There has always been a massive disconnect between learning math and practical applications, unless you’re the guy from the textbook who buys watermelons 32 at a time. Surprisingly enough, many of the skills learned in math class have far more real world applications than simple addition and subtraction. Here are a few math lessons that come into play in real world situations.

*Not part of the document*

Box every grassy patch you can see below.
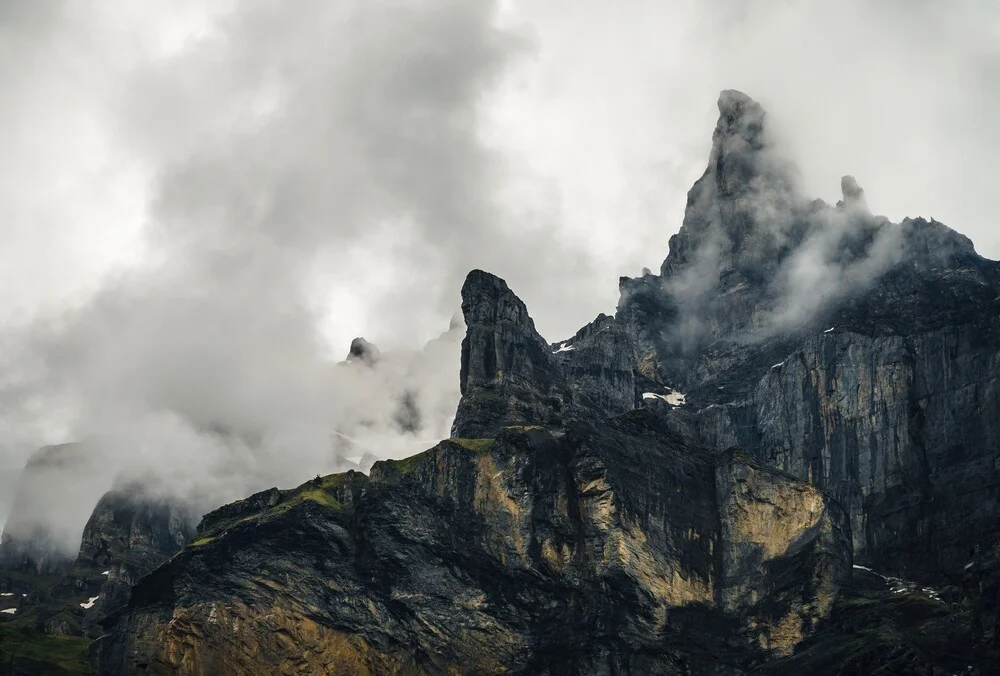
[448,438,494,453]
[0,624,93,674]
[188,473,363,547]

Baking is something almost every household does at some point, especially around holidays. Knowing your units of measure, conversions for recipes, and something as simple as doubling a recipe and how to measure properly in ounces, cups, teaspoons, pints and the like are essential. Baking is more of a science than an art (literally, it’s just very tasty chemistry), so getting everything just right is the key to having those perfect holiday cookies or birthday cake.
Sales and Promotions
The ‘is over of’ rule for percentages becomes a lot more exciting when it comes to the seasonal 75% off clearance sale at your local outlet stores. Knowing both proper budgeting combined with multiple percentage sales (especially if you also have coupons for percentage savings on top of the sales) can be a lot to juggle, especially in one’s head, but it’s a great way to practice and comes into play a lot more often you’d think.
Geometry and Dimensions
Geometry and measurements might seem like one of the most abstract kinds of math growing up, until you decide to do some home improvement work on your house and realize you need to find the area of the pipe you’re running into the bathroom wall so you know how big of a hole to make in the tile. Contractors, home improvement experts, and DIYers around the world eat, sleep, and breathe geometry, and rely on it with almost every project they do.
Angles and Physics
While not something everyone might use, the reliance on angles can be extremely important in some niche professions. Physical Therapists, for example, use angles to measure ranges of motion in patients to track recovery progress, and use a combination of angles, force diagrams, and biomechanics to measure strength and design therapeutic exercise to target specific muscles in the body.